Large scale scientific data is often stored in scientific
data formats such as FITS, netCDF and HDF. These storage
formats are of particular interest to the scientific user community
since they provide multi-dimensional storage and retrieval.
However, one of the drawbacks of these storage formats
is that they do not support semantic indexing which is
important for interactive data analysis where scientists look
for features of interests such as "Find all supernova explosions
where energy > 105 and temperature > 106."
In this paper we present a novel approach called HDF5-
FastQuery to accelerate the data access of large HDF5
files by introducing multi-dimensional semantic indexing.
Our implementation leverages an efficient indexing technology
called bitmap indexing that has been widely used
in the database community. Bitmap indices are especially
well suited for interactive exploration of large-scale readonly
data. Storing the bitmap indices into the HDF5 file
has the following advantages: a) Significant performance
speedup of accessing subsets of multi-dimensional data and
b) portability of the indices across multiple computer platforms.

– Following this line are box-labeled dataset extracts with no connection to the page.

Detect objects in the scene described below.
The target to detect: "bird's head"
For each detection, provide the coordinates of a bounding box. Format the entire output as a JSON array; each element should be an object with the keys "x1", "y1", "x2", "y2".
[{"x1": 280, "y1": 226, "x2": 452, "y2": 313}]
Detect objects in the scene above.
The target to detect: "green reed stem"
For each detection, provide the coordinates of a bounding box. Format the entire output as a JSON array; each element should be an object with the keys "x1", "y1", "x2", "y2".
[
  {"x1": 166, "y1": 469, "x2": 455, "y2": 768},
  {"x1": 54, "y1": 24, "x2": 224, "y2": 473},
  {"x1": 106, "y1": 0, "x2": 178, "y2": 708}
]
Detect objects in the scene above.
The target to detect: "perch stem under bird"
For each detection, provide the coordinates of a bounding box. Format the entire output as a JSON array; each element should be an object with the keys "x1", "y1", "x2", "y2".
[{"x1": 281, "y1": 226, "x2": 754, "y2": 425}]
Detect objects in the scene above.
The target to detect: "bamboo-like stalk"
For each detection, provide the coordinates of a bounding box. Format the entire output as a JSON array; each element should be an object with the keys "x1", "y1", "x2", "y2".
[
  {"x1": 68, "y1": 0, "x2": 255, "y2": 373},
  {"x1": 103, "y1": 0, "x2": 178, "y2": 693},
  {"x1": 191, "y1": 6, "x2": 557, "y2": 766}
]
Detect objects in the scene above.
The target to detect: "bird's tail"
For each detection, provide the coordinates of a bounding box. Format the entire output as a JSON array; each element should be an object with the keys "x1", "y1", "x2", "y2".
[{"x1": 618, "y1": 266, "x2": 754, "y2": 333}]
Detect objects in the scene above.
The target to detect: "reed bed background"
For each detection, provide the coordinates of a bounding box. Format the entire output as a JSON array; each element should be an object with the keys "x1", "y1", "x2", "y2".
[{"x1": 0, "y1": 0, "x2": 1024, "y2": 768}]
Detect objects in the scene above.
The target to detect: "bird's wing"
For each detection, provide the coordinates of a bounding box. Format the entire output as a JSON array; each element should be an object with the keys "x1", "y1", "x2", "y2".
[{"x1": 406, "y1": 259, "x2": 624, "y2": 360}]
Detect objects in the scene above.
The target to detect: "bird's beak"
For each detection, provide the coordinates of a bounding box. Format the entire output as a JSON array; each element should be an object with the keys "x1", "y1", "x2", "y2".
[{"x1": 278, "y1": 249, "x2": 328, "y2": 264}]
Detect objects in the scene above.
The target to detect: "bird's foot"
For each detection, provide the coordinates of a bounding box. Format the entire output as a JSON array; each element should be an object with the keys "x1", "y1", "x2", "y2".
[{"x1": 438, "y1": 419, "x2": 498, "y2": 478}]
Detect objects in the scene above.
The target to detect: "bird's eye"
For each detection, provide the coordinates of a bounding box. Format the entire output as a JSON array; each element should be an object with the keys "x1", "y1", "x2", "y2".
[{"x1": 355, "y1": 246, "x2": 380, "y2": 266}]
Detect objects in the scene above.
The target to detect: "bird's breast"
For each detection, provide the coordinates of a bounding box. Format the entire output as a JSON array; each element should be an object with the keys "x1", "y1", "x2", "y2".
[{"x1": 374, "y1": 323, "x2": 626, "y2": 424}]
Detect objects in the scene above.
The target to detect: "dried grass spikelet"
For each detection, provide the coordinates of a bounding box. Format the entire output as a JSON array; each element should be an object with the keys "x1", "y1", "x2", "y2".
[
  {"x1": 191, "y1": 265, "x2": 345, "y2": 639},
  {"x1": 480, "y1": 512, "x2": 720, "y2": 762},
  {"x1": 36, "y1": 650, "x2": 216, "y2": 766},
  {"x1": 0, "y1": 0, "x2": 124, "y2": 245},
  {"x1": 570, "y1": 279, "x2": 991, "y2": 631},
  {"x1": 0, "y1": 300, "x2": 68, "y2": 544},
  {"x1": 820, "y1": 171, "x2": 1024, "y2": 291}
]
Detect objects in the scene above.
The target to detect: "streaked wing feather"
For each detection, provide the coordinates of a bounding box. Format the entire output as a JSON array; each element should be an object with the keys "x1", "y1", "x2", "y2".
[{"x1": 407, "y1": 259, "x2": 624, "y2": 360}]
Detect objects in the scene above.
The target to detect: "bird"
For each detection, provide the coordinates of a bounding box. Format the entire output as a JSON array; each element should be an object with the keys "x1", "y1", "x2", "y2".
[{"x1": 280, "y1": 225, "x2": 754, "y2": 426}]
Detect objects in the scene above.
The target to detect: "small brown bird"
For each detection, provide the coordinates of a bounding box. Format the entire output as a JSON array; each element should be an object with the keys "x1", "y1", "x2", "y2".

We will present an API that simplifies the execution
of queries on HDF5 files for general scientific applications
and data analysis. The design is flexible enough to accommodate
the use of arbitrary indexing technology for semantic
range queries. We will also provide a detailed performance
analysis of HDF5-FastQuery for both synthetic and
scientific data. The results demonstrate that our proposed
approach for multi-dimensional queries is up to a factor of
2 faster than HDF5.